Scanning the Horizon

ocean wave

Photo by Simon Clayton on

Okay, so my Brain MRI with and without contrast – possibly my 25th such scan – was postponed due to the intricate machine breaking down on Wednesday shortly before my “time.” Now, I have just about 45 minutes until I get back into that tube and listen to all of those crazy bonkings and reapeating bass guitar lines – bom bom bom bom bom! (You all who have had such scans know what I’m talking about.)

I wanted to quickly jot down some thoughts before going in, almost as an exercise in speed typing and speed thinking, and I also wanted to try to coalesce my real thoughts in real pressure-time about all of the what-if’s which tread through the patient’s head in the moments prior to an imaging study.

In my case, I am fighting a right parietal anaplastic oligdendroglioma going on four years now. This is, in itself, a wonderful reality as I was worried sick initially that I was in big big trouble. Now, as I scan the horizon of my life – and ours together – I see many scenarios — and some not so bad at all. What was once only a slight glimmer of a gleam of hope for a long and “normal” life now seems in the realm of possible. Another possibility is more in line with what I – and my family – deal with on a daily basis: fatigue, reactions to the many drugs that I have to take to contradict the possibility of seizures, etc. Also, every day – like for you, no doubt – is just a grind. Every trip to the store is a big deal – that’s a fifth of my energy for the day, check!

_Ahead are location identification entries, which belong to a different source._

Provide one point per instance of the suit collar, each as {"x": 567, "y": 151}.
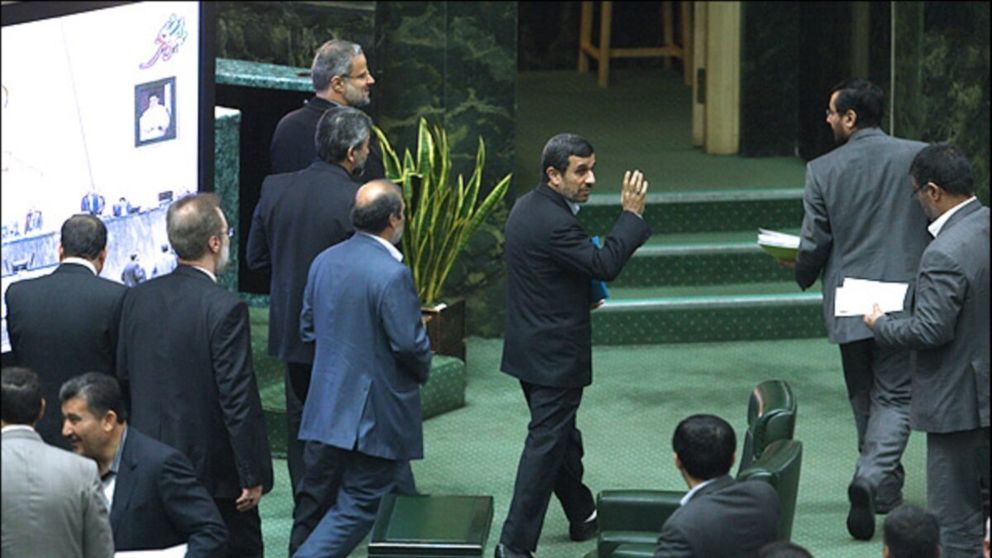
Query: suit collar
{"x": 866, "y": 133}
{"x": 335, "y": 168}
{"x": 76, "y": 265}
{"x": 124, "y": 485}
{"x": 714, "y": 485}
{"x": 546, "y": 191}
{"x": 192, "y": 271}
{"x": 954, "y": 215}
{"x": 320, "y": 104}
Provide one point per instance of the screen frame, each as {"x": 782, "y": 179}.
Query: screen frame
{"x": 15, "y": 13}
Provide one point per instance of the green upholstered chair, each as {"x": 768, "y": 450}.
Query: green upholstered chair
{"x": 779, "y": 466}
{"x": 431, "y": 526}
{"x": 636, "y": 516}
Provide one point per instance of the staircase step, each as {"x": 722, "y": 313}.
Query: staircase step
{"x": 701, "y": 259}
{"x": 708, "y": 211}
{"x": 686, "y": 314}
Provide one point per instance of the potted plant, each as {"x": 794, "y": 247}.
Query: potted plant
{"x": 441, "y": 215}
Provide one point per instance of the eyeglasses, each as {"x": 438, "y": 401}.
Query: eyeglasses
{"x": 361, "y": 77}
{"x": 919, "y": 189}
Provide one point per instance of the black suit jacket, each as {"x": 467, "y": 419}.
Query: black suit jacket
{"x": 725, "y": 518}
{"x": 158, "y": 502}
{"x": 62, "y": 325}
{"x": 298, "y": 216}
{"x": 293, "y": 147}
{"x": 550, "y": 264}
{"x": 185, "y": 353}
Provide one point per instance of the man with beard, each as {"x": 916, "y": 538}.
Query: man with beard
{"x": 185, "y": 353}
{"x": 550, "y": 267}
{"x": 372, "y": 355}
{"x": 299, "y": 215}
{"x": 341, "y": 78}
{"x": 860, "y": 223}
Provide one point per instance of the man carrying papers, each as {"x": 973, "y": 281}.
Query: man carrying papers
{"x": 860, "y": 223}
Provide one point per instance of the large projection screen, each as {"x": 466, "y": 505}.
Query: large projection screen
{"x": 107, "y": 110}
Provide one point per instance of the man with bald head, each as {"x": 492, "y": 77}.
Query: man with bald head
{"x": 372, "y": 355}
{"x": 341, "y": 78}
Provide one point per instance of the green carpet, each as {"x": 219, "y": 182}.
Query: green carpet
{"x": 639, "y": 393}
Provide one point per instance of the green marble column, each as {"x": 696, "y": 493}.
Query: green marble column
{"x": 226, "y": 166}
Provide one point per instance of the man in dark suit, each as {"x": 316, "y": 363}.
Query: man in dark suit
{"x": 551, "y": 263}
{"x": 155, "y": 499}
{"x": 299, "y": 215}
{"x": 847, "y": 191}
{"x": 65, "y": 323}
{"x": 948, "y": 331}
{"x": 51, "y": 499}
{"x": 341, "y": 78}
{"x": 910, "y": 532}
{"x": 372, "y": 355}
{"x": 185, "y": 353}
{"x": 719, "y": 517}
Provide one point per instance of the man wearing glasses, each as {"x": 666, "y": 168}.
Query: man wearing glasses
{"x": 860, "y": 223}
{"x": 341, "y": 78}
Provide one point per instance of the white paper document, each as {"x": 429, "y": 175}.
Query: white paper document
{"x": 856, "y": 297}
{"x": 178, "y": 551}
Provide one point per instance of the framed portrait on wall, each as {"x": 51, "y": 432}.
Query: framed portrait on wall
{"x": 155, "y": 111}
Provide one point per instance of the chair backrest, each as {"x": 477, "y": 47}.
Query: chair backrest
{"x": 771, "y": 416}
{"x": 779, "y": 466}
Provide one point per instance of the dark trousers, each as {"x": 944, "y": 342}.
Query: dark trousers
{"x": 957, "y": 471}
{"x": 319, "y": 487}
{"x": 364, "y": 480}
{"x": 551, "y": 463}
{"x": 879, "y": 388}
{"x": 244, "y": 530}
{"x": 297, "y": 384}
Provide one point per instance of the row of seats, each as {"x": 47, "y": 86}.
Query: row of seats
{"x": 630, "y": 520}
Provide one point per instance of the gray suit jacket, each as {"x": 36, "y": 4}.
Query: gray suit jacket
{"x": 725, "y": 518}
{"x": 53, "y": 505}
{"x": 861, "y": 221}
{"x": 949, "y": 327}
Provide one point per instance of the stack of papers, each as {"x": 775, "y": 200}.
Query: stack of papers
{"x": 780, "y": 246}
{"x": 857, "y": 297}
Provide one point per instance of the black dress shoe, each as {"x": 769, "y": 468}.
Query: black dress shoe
{"x": 583, "y": 531}
{"x": 503, "y": 551}
{"x": 861, "y": 518}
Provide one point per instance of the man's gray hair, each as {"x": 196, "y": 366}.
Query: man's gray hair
{"x": 333, "y": 58}
{"x": 340, "y": 129}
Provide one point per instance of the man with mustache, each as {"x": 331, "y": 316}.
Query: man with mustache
{"x": 849, "y": 192}
{"x": 185, "y": 353}
{"x": 341, "y": 78}
{"x": 551, "y": 263}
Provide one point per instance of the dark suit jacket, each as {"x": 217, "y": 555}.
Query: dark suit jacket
{"x": 158, "y": 502}
{"x": 550, "y": 264}
{"x": 372, "y": 352}
{"x": 949, "y": 327}
{"x": 185, "y": 352}
{"x": 299, "y": 214}
{"x": 62, "y": 325}
{"x": 725, "y": 518}
{"x": 861, "y": 221}
{"x": 293, "y": 147}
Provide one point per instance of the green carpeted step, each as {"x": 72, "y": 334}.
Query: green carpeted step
{"x": 710, "y": 258}
{"x": 686, "y": 314}
{"x": 710, "y": 211}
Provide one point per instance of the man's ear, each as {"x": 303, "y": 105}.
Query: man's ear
{"x": 554, "y": 176}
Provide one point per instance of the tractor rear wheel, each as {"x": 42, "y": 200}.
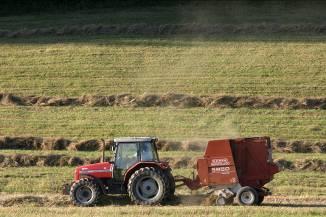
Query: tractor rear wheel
{"x": 247, "y": 196}
{"x": 84, "y": 192}
{"x": 170, "y": 185}
{"x": 147, "y": 186}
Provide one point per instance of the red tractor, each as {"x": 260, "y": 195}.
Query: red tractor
{"x": 135, "y": 170}
{"x": 230, "y": 168}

And my addiction to skateboarding affords me 20 minutes of rolling in gravity’s free fall before another 2/5’s of the days energy is spent.

So, a second scenario, as I look out upon the what-if’s of the outcome of this scan, is the grand battle – me vs. Oligo duking it out one uppercut, three jabs, a roundhouse, etc. (you get the idea.)

And then there’s the grand terror which all of us cancer patients reluctantly face: recurrence. I sighed deeply just after typing recurrence. It just takes your joie d’vivre away. Excitement for blissful normalcy bubbles away.

So, what is one to do? When I ask my doc about what we’ll do if we have a recurrence, he steadfastly looks me square in the eye and says: “We’ll figure out what it is, where it is… and we’ll fight it.” Amen.